O testemunho cristão do Venerável Padre Américo - de fé, esperança e caridade - certamente despertará a responsabilidade dos seus filhos neste tempo e inquietará vocações eclesiais de serviço aos mais pobres - a que chamou de semeadores do eterno. A propósito deste encontro eclesial, é de reler o que escreveu Padre Américo, na sua fidelidade à Igreja: Em boa hora se fugiu à ideia, desde o começo, de fundar uma congregação religiosa de padres para a Obra da Rua; e desta sorte é ela, a Obra da Rua, uma obra social da Igreja, aonde os nossos Bispos estão em casa.

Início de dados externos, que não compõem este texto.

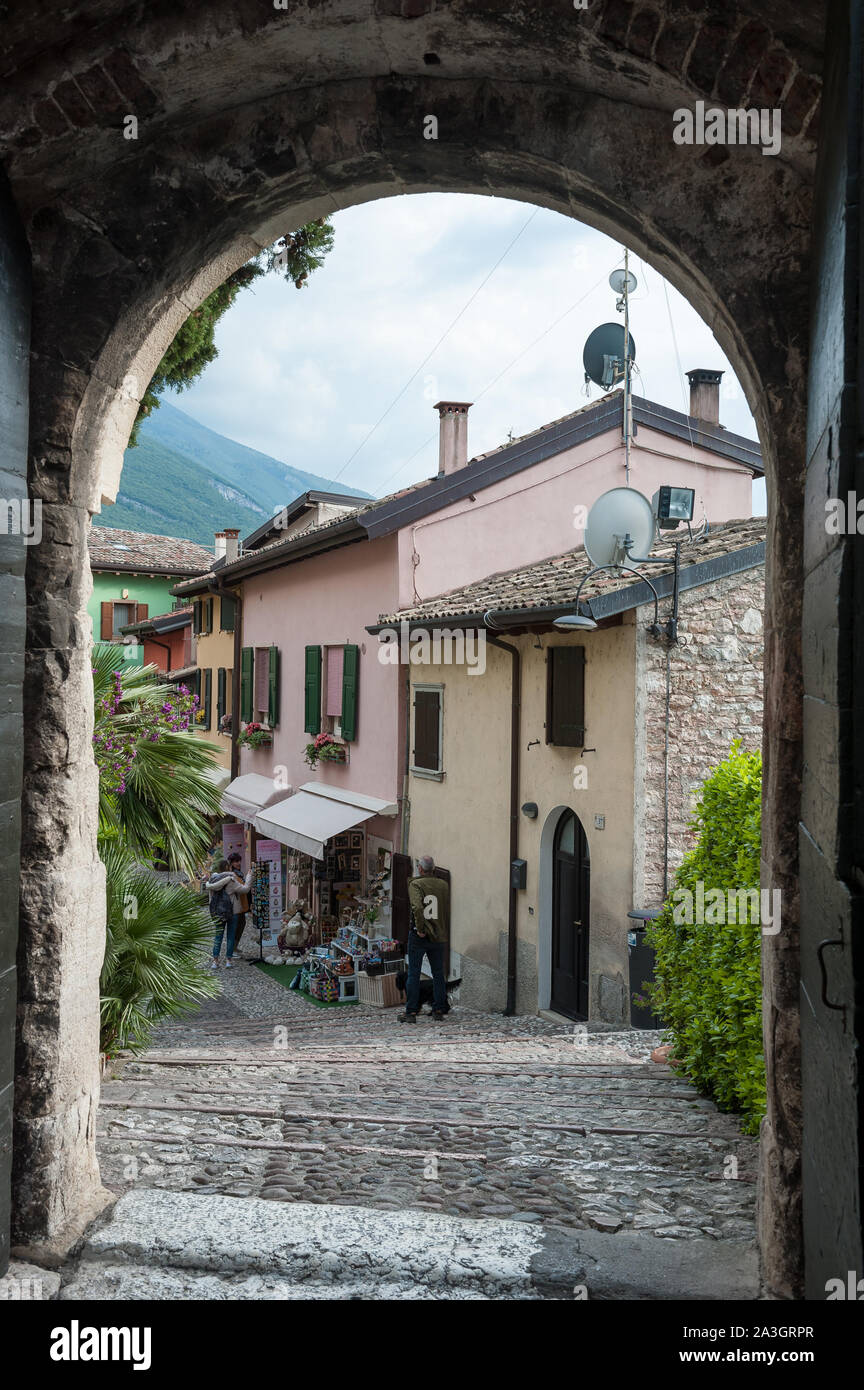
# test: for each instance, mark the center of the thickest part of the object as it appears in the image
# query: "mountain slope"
(189, 481)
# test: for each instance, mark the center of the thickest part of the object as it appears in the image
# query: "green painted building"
(134, 573)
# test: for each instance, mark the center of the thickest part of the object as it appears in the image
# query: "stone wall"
(14, 346)
(716, 695)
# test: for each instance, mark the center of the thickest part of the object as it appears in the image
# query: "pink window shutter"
(335, 658)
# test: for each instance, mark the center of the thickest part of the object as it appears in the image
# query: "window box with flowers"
(325, 749)
(254, 736)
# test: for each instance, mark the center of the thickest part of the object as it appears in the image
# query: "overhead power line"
(503, 373)
(429, 355)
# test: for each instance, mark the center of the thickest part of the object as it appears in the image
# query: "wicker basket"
(378, 990)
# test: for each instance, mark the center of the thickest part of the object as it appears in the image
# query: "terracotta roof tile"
(134, 551)
(554, 581)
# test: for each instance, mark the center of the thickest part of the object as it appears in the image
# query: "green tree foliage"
(153, 798)
(152, 970)
(154, 788)
(193, 348)
(707, 973)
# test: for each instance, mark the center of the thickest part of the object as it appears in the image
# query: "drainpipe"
(406, 804)
(235, 676)
(516, 697)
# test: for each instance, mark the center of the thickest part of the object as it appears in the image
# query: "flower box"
(325, 749)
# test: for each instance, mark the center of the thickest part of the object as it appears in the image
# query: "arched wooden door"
(571, 919)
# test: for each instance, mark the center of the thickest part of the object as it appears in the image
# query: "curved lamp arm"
(628, 569)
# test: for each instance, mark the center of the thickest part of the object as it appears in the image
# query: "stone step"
(167, 1244)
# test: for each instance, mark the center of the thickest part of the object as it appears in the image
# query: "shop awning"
(246, 795)
(218, 776)
(316, 813)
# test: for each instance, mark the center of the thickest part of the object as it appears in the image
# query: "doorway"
(570, 919)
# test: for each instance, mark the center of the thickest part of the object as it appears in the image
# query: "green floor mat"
(285, 973)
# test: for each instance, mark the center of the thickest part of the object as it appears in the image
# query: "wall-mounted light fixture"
(577, 622)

Eis, ainda, que às doze badaladas do dia 12 de Janeiro, pelo portão em frente ao cruzeiro, inesperadamente entrou o Mário Diniz de Carvalho, que foi dos três primeiros rapazitos. Era esperado para a véspera, mas veio no Domingo para a festa, que assim continuou... Com 92 anos, saudoso, subiu a escadaria da casa-mãe e abeirou-se da janela dum quarto onde dormiu numa cama lavada, no início de 1940. Nessa parede altaneira, Padre Américo pôs (e muito bem) um belo azulejo da Imaculada Conceição. Veio e foi, até à próxima, levado pela mão. Para o Senhor, mil anos são como o dia de ontem que passou!